En 1909, le riche mécène Lord Carnarvon sollicite Carter : il souhaiterait qu’il mène des fouilles autour d’El-Amarna. Mais Carter propose d’aller à Thèbes, la capitale de Toutankhamon, dans la vallée des Rois, prospecter un périmètre jamais fouillé auparavant, près de l’entrée du tombeau de Ramsès VI. Lord Carnarvon accepte, pour une seule mission. Carter s’y installe en 1910.
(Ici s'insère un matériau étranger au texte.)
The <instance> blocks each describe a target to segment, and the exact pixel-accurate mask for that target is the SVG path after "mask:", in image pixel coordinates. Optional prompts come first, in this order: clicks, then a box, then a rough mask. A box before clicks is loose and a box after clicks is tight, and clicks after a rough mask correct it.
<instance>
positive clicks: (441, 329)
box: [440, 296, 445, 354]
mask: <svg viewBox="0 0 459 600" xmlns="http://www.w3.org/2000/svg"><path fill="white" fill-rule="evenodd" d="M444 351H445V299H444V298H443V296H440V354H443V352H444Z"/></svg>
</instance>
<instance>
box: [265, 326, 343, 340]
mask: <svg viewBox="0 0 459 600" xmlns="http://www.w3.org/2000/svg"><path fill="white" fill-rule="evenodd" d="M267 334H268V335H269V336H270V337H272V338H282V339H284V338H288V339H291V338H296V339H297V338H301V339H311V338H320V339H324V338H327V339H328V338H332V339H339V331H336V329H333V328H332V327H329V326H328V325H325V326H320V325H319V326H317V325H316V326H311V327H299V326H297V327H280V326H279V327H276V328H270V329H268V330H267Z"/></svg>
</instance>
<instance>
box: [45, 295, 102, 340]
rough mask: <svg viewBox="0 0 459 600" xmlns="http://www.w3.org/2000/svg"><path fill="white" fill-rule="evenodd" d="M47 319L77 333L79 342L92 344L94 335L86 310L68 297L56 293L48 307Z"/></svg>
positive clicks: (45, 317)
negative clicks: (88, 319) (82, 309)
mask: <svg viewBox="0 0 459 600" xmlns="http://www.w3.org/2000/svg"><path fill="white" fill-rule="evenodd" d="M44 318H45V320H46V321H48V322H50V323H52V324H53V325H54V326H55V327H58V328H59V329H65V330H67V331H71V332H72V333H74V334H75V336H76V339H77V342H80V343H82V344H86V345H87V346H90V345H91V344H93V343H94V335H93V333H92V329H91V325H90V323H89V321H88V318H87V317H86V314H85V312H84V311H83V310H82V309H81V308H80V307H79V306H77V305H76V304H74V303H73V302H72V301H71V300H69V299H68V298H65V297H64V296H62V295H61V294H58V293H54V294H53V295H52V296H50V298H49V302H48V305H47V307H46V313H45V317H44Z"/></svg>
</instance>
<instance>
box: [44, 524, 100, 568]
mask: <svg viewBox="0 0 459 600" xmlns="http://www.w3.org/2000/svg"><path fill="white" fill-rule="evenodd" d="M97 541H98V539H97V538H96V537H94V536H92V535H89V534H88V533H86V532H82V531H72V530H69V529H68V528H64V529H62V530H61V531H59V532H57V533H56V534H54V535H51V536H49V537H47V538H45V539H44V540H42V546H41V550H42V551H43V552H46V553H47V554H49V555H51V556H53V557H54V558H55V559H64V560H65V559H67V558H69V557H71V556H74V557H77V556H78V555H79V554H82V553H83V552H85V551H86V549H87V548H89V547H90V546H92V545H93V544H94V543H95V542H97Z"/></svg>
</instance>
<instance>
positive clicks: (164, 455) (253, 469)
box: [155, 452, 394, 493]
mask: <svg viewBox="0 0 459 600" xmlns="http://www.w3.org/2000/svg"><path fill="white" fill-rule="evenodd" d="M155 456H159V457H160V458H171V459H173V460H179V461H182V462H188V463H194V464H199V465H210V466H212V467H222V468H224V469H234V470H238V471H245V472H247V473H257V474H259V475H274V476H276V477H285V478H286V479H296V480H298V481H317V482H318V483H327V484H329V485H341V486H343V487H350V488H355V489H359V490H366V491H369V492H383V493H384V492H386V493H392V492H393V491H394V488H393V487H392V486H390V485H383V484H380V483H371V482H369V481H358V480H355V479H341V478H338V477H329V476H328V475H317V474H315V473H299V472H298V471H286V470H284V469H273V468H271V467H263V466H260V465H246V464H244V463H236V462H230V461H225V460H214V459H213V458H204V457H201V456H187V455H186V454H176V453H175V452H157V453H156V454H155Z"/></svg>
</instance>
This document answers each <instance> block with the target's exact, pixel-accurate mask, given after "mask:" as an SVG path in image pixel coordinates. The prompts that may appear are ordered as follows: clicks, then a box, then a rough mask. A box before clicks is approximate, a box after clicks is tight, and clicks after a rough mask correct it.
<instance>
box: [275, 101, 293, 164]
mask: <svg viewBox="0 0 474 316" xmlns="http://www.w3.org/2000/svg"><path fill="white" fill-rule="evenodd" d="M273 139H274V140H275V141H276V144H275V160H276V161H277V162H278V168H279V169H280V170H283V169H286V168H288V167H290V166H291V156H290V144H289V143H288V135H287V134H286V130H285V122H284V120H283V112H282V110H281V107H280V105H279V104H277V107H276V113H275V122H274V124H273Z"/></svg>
En novembre 1922, après trois mille ans de silence, la nécropole est découverte. Elle porte le sceau intact de Toutankhamon, jeune pharaon de la XVIIIe dynastie. Commence un travail qui durera dix ans : il s’agit de répertorier les objets, ouvrir la chambre funéraire, atteindre le sarcophage puis la momie du pharaon.

Mon avis
Le choix du sujet est assez bien pensé. L’Egypte cela fait toujours rêvé. Il n’y a qu’à voir le succès des expositions sur le sujet tout comme le nombre de documentaire. Il y a même de la place pour les femmes pharaons dorénavant. Toutankhamon reste celui qui possède le plus de mystère avec des objets magnifiques avec de l’or et des pierres précieuses. Toute un pan de l’Histoire se dévoile. Mais là, on immerge le lecteur aux côté d’Howard Carter. On découvre comment un gars sans sous arrive à exploiter le désert de l’Egypte. Les anglais paient pour l’exploitation d’un sol avec l’espoir de découvrir des pièces incroyables avant les pilleurs. Tout est politique et il est important de travailler des liens avec les personnes importantes. C’est l’aspect relationnel qui est le plus important. Sans cela, la tombe sera encore sous de très nombreux gravats. Un aspect qui est souvent abordé dans les documentaires sans oublier de s’attarder sur le trésor. Là, il est assez secondaire. On voit quelques éléments mais surtout le masque d’or qui a demandé de décapiter la momie. Les passionnées d’objets risquent d’être déçu car vous n’aurez pas d’information sur les rituels, la structure des tombes ou autre. Des informations complémentaires se trouvent dans le dossier écrit à la fin. On apprend quelques éléments et on se laisse porter. Sans surprise, on découvre des histoires d’hommes blancs riches qui s’ennuient. Ils exploitent des locaux qui ne sont jamais mis en avant, c’est dommage. Sans cette main d’oeuvre pas cher rien n’aurait été possible. Par contre, le dessin alourdi beaucoup la lecture avec beaucoup de détails et le fait que l’on ne distingue pas forcément tous les personnages. Ils se ressemblent même dans leurs attitudes méprisantes, hautaines et suffisantes. On n’est pas très convaincu par cette lecture qui est trop classique sur la forme et manque de suspens ainsi que d’humanité.

Une lecture qui nous donne envie de revoir un documentaire sur le sacré Toutankhamon.